Leipzig 1960. Das Ringmessehaus sieht die 14. Schacholympiade. Nach dem sensationellen Sieg des Engländers Jonathan Penrose über Weltmeister Michail Tal in der Schluss­runde stürmen Zuschauer den Turnier­saal und entwenden die Partie­formulare beider Spieler.
Im Nachlass des damaligen Turnier­direktors Herbert Grätz (1898–1982) an der UB Leipzig findet sich jedenfalls nur noch eine Ersatz­auf­zeich­nung der denk­wür­di­gen Partie durch einen Schieds­richter.
Von den anderen der 1.600 im Wettkampf der Nationen gewechselten Partien bewahrte Grätz die Spieleraufzeichnungen auf. So blieben etwa auch eigenhändige Zettel der Weltmeister Max Euwe, Michail Botwinnik, Wassili Smyslow, Michail Tal, Tigran Petrosjan und Robert Fischer erhalten.

Der Vortrag umkreist die Fragen: Auf welchem Wege kamen die Partiezettel der Leipziger Schacholympiade in den Bestand der Universitätsbibliothek?
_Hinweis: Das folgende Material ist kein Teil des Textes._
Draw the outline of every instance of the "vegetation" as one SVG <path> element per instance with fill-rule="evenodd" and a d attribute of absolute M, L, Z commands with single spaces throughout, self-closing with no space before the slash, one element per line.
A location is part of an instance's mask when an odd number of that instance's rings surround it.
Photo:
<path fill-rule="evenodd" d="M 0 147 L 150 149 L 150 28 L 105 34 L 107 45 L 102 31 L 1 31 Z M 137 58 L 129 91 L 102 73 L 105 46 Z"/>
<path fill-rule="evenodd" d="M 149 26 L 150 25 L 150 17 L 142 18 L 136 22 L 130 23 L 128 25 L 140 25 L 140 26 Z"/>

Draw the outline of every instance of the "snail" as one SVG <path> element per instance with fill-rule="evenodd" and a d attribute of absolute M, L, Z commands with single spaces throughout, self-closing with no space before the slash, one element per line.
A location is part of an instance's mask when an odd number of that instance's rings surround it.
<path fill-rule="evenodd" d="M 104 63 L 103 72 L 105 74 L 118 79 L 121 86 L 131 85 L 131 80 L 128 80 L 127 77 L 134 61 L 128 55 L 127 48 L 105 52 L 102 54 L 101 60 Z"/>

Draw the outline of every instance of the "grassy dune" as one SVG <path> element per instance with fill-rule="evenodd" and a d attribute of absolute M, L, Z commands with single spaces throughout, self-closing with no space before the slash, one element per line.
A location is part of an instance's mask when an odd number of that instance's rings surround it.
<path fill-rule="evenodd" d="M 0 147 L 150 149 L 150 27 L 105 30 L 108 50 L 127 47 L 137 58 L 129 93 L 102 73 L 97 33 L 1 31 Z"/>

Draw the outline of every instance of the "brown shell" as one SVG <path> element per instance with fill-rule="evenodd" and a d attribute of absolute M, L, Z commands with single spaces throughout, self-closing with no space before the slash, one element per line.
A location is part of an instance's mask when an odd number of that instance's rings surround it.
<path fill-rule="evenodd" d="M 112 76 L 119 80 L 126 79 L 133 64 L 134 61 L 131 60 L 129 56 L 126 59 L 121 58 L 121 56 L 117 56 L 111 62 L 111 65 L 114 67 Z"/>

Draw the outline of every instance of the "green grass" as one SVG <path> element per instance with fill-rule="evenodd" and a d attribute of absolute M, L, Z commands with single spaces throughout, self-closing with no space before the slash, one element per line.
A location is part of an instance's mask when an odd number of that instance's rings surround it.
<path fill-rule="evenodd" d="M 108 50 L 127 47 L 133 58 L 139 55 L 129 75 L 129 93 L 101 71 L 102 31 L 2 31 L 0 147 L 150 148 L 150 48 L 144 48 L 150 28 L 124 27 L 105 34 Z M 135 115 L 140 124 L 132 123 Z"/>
War die Olympiade von 1960 das erste schachliche Großereignis der Stadt? Wie kam es zum „Tumult“ im Ringmessehaus in der letzten Runde des Turniers? Waren Leipziger als Spieler an der Olympiade beteiligt? Welche Mannschaft gewann, war die BRD oder die DDR besser? Was war abseits des Spektakels wohl der schachliche Ertrag der Veranstaltung? Zuletzt: Was ist dran am Gerücht, die Mannschaft der USA habe die UB Leipzig besucht und dort die „Margarita Philosophica“ vorgeführt bekommen?